Le soldat a la gloire, le moine le repos. Le templier abjurait l’un et l’autre. Il réunissait ce que les deux vies ont de plus dur, les périls et les abstinences. La grande affaire du moyen-âge fut la guerre sainte, la croisade ; l’idéal de la croisade semblait réalisé dans l’ordre du Temple. C’était la croisade devenue fixe et permanente, la noble représentation de cette croisade spirituelle, de cette guerre mystique que le chrétien soutient jusqu’à la mort contre l’ennemi intérieur.

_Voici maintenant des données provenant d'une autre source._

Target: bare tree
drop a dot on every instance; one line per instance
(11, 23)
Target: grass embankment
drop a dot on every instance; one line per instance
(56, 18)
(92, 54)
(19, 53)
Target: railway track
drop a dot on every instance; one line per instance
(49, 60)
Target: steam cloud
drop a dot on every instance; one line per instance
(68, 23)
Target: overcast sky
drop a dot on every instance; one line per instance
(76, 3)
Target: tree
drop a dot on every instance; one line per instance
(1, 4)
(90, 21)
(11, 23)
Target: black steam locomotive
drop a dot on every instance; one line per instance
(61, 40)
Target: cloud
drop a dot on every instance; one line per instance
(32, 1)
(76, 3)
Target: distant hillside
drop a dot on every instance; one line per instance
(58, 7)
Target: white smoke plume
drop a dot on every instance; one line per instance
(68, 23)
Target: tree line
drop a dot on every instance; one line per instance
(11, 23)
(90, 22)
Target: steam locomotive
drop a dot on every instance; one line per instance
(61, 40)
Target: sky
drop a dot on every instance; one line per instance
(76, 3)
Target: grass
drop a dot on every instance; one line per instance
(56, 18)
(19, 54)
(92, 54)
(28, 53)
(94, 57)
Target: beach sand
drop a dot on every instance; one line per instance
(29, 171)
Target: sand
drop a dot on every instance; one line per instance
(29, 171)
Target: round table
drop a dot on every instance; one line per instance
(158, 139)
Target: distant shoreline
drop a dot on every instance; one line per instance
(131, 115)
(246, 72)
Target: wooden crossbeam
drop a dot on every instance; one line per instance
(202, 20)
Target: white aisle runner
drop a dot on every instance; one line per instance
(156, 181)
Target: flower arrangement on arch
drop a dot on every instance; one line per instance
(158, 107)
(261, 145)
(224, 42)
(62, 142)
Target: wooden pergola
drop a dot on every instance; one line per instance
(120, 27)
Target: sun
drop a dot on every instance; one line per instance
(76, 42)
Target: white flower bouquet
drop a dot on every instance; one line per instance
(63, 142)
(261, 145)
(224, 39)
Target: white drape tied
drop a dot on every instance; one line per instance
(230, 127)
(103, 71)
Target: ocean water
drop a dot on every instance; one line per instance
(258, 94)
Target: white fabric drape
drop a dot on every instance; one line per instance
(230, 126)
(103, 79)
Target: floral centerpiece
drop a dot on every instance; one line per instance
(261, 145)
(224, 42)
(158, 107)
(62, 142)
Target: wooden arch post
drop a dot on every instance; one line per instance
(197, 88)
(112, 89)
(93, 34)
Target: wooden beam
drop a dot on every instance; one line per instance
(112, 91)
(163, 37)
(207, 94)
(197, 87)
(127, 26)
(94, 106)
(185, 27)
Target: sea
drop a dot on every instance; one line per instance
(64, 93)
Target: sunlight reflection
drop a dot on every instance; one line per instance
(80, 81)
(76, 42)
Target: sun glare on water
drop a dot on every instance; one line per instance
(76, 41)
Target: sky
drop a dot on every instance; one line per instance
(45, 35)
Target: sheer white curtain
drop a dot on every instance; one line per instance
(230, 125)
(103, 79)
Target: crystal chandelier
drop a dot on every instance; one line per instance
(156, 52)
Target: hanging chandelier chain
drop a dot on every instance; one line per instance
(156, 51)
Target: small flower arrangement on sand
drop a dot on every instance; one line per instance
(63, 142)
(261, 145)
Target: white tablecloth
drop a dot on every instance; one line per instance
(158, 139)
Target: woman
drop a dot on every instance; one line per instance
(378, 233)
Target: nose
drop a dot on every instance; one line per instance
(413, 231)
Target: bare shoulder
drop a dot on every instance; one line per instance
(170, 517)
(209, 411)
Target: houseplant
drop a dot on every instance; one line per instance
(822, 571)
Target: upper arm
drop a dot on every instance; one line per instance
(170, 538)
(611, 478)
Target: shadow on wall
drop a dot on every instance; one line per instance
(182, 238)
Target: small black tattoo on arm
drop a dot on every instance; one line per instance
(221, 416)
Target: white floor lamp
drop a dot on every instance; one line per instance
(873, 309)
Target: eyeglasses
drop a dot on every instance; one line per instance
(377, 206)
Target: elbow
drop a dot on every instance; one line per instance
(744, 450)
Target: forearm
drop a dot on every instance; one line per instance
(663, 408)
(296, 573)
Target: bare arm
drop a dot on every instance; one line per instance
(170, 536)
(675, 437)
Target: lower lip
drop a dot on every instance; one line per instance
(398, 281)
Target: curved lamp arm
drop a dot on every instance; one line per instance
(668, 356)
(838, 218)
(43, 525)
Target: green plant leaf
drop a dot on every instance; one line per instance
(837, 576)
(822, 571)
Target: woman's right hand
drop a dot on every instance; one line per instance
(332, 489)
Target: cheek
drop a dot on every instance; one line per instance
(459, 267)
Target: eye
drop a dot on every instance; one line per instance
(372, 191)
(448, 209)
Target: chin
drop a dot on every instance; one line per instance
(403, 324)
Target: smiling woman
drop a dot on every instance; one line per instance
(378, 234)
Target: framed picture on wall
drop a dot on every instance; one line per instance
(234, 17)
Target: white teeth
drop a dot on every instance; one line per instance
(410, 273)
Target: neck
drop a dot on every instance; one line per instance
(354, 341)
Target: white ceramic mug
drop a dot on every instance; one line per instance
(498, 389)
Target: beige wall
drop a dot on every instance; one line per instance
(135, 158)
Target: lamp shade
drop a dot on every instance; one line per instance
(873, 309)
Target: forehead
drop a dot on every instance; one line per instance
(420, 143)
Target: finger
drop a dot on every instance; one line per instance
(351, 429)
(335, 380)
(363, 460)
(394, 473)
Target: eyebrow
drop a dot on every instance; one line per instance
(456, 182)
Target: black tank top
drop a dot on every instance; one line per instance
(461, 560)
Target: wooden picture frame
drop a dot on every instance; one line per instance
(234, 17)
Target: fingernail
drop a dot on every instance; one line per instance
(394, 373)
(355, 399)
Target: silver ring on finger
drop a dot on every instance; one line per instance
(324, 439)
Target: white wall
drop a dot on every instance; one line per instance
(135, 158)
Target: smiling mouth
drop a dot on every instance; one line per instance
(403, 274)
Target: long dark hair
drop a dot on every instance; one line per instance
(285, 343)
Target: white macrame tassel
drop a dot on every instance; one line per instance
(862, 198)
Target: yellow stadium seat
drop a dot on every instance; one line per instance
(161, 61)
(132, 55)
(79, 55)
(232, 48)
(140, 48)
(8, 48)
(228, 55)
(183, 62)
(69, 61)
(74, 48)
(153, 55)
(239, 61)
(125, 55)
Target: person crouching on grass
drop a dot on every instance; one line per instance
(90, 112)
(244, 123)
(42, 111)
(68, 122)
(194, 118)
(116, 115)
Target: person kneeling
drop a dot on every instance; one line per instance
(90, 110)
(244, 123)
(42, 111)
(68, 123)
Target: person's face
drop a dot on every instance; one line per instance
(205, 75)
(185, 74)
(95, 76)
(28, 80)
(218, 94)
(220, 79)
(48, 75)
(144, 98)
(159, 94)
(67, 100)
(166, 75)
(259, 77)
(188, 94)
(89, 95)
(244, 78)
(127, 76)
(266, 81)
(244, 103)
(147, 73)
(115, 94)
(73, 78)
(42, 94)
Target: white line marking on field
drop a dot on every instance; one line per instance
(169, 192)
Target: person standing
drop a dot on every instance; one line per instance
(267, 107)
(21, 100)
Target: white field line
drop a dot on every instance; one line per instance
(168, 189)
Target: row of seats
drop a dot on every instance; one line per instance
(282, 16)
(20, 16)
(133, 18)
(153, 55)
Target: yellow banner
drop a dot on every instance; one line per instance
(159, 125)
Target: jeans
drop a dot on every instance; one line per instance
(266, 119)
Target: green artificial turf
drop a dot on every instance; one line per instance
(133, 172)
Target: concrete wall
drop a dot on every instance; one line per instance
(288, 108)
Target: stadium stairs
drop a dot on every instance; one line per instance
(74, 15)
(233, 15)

Associés aux hospitaliers dans la défense des saints lieux, ils en différaient en ce que la guerre était plus particulièrement le but de leur institution. Les uns et les autres rendaient les plus grands services. Quel bonheur n’était-ce pas pour le pélerin qui voyageait sur la route poudreuse de Jaffa à Jérusalem, et qui croyait à tout moment voir fondre sur lui les brigands arabes, de rencontrer un chevalier, de reconnaître la secourable croix rouge sur le manteau blanc de l’ordre du Temple ! En bataille, les deux ordres fournissaient alternativement l’avant-garde et l’arrière-garde. On mettait au milieu les croisés nouveau-venus et peu habitués aux guerres d’Asie. Les chevaliers les entouraient, les protégeaient, dit fièrement un des leurs, comme une mère son enfant. Ces auxiliaires passagers reconnaissaient ordinairement assez mal ce dévouement. Ils servaient moins les chevaliers qu’ils ne les embarrassaient. Orgueilleux et fervens à leur arrivée, bien sûrs qu’un miracle allait se faire exprès pour eux, ils ne manquaient pas de rompre les trêves ; ils entraînaient les chevaliers dans des périls inutiles, se faisaient battre, et partaient, leur laissant le poids de la guerre et les accusant de les avoir mal soutenus. Les templiers formaient l’avant-garde à Mansourah, lorsque ce jeune fou de comte d’Artois s’obstina à la poursuite malgré leur conseil, et se jeta dans la ville ; ils le suivirent par honneur et furent tous tués.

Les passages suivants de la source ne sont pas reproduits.